我想在SpriteKit中制作简单的游戏,基本上我想做的是让节点触摸后显示并在5秒后消失。以下是适用于董事会的代码示例:
SKSpriteNode* board = [[SkSpriteNode alloc] initWithImageNamed:@"board"];
board.name = boardCategoryName;
board.position = CGPointMake (CGRectGetMaxX(self.frame),board.frame.seize.height *4.6f);
[self.addChild:board];
board.physicsBody = [SKphysicsBody bodyWithRectangleOFSize:board.frame.size];
board.physicsBody.restitution =0.1f;
board.physicsBody.friction = 0.4f;
board.physicsBody.dynamic = No;
答案 0 :(得分:3)
T先生确实提出了1个选项,但我个人在处理节点时会使用SKAction s sequence,waitForDuration和removeFromParent(),如下所示:
let waitDuration = SKAction.waitForDuration(5)

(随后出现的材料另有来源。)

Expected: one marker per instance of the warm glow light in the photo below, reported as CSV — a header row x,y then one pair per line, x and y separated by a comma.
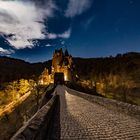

let killAction = SKAction.removeFromParent()
let seqAction = SKAction.sequence([waitDuration,killAction])
....
board.runAction(seqAction)
答案 1 :(得分:1)
有很多方法可以做到。一种方法是在5秒后调用[board removeFromParent]。这可以是NSTimer的调用,也可以使用连续运行的update方法,如果节点是否添加到屏幕上则检查标志,然后在5秒后删除节点。您可能需要在touchesBegan方法中设置标记。
修改
您还可以使用SKAction waitForDuration
示例代码:
SKAction *delay = [SKAction waitForDuration:5];
SKAction *remove = [SKAction removeFromParent];
SKAction *actionSequence = [SKAction sequence:@[delay,remove]];
[board runAction:actionSequence];
因此,等待完成后,节点将被删除。